Troubleshoot: Availability group exceeded RPO

After you perform a forced manual failover on an availability group to an asynchronous-

commit secondary replica, you may find that data loss is more than your recovery point

objective (RPO). Or, when you calculate the potential data loss of an asynchronous-commit

secondary replica using the method in

Monitor Performance for Always On Availability Groups

you find that it exceeds your RPO.

A synchronous-commit secondary replica guarantees zero data loss, but the potential data loss

of an asynchronous-commit secondary replica depends on how much log is still waiting to be

hardened on the secondary replica.

The following sections describe the common causes for high potential data loss of an

asynchronous-commit secondary replica, assuming that you do not have a systemic

performance issue in your server instance that is unrelated to availability groups.

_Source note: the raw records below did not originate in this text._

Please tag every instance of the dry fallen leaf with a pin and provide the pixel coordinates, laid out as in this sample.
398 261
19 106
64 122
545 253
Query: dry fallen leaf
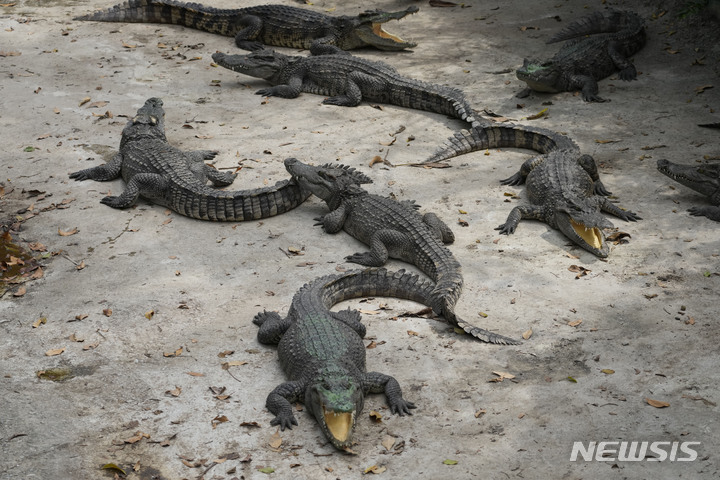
657 403
67 233
275 440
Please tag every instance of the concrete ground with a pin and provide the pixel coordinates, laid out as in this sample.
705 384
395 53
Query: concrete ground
150 312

High network latency or low network throughput causes log build-up on the primary

replica

Disk I/O bottleneck slows down log hardening on the secondary replica

The most common reason for the databases exceeding their RPO is that they cannot be sent to

the secondary replica fast enough.

The primary replica activates flow control on the log send when it has exceeded the maximum

allowable number of unacknowledged messages sent over to the secondary replica. Until some

of these messages have been acknowledged, no more log blocks can be sent to the secondary

replica. Since data loss can be prevented only when they have been hardened on the

secondary replica, the build-up of unsent log messages increases potential data loss.